My classmates have asked me why our family commits to vegetarianism. I told them there were two reasons: first is respect and compassion towards animals, based on Buddhist tradition (my Dad says for ethical reasons), and second is for health reasons. Unfertilized eggs and milk are not going to harm any animals, since they need not be killed to obtain these products. Plus, I love cheese.
Over time I have discovered that being vegetarian has unforeseen benefits beyond being healthy and ethical. I have developed positive attitudes—I daresay virtues—as a consequence of this discipline: simplicity, gratitude, and humility. I have learned to accept any vegetarian dish, be it bland or tasty. In a three-week stay in Dumaguete, I brought a pack of nori seaweeds, which I used to roll rice in for a pared-down sushi.

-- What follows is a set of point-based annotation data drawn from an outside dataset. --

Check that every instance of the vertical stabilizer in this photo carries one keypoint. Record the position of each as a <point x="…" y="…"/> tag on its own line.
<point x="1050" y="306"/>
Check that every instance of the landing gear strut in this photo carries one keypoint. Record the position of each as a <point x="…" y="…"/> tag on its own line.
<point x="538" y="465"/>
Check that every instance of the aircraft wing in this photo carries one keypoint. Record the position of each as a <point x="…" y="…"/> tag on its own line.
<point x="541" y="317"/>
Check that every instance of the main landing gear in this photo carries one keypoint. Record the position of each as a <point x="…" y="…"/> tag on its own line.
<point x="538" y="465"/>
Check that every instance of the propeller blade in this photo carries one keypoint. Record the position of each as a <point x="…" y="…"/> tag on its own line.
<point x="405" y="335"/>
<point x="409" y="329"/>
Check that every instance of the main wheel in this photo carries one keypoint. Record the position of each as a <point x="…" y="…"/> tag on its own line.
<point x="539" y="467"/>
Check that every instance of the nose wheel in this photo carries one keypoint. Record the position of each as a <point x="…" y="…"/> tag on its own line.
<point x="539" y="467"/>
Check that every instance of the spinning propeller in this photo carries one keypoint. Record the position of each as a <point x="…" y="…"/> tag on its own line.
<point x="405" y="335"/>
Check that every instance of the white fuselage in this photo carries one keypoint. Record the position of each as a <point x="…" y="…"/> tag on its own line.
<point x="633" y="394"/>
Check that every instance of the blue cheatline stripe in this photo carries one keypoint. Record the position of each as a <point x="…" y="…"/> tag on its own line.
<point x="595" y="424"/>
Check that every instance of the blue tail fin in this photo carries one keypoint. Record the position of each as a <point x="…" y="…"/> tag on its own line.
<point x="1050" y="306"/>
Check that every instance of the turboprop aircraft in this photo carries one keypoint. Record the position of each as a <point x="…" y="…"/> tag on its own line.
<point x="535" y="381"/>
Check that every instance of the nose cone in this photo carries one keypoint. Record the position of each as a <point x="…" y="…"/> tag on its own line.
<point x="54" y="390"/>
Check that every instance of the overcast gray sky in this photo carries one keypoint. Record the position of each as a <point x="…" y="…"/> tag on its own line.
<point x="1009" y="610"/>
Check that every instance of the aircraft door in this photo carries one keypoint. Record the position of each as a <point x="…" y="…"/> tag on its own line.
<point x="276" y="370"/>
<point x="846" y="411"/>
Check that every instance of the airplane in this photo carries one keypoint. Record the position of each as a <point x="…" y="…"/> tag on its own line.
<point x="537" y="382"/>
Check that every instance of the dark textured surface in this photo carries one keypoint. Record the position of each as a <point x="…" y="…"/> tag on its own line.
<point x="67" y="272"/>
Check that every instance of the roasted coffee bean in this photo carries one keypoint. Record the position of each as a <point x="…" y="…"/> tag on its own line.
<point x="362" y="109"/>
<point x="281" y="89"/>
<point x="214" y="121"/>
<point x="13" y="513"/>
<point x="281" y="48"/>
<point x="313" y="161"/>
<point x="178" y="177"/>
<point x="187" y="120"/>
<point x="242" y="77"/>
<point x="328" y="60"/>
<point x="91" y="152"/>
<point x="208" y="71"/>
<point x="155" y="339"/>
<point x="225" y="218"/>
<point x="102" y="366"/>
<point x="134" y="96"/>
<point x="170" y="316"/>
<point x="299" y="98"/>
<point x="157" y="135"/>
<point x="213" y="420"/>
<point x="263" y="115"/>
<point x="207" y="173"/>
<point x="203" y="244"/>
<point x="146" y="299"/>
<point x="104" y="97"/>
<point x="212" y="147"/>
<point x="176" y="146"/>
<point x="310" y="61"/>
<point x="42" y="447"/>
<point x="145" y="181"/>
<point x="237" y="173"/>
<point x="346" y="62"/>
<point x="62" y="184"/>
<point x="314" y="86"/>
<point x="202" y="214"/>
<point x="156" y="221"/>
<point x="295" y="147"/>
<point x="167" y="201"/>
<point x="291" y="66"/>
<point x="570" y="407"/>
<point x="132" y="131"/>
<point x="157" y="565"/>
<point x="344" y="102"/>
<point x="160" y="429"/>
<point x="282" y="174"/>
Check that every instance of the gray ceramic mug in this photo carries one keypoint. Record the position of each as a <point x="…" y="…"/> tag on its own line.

By extension, I have cultivated simplicity in my own life by appreciating the things that I have, and giving away things that I don’t need or use. As the vegetarian options usually available in parties or wedding banquets are usually “bookend fare” (bread rolls and pastries), I have relied, without expectations, upon the kindness of family and friends to prepare a separate dish for me. An image of a Buddhist monk and his begging bowl comes to mind. I feel grateful and humbled by these acts of kindness from others.
I once overheard a foreign delegate in an international convention held in Manila crack a joke: What do you call a vegetarian in the Philippines? Answer: Hungry. But the joke only reveals a partial truth. We have flourished as vegetarians. You can tell from our round bellies that we don’t go hungry. I prefer not to advocate so strongly to nonvegetarian family members and friends. Instead, I delight in introducing them to the tastefulness of vegetables and vegemeat by cooking for them or treating them to vegetarian restaurants. Now that’s exposing them to a whole new world of gastronomic delights.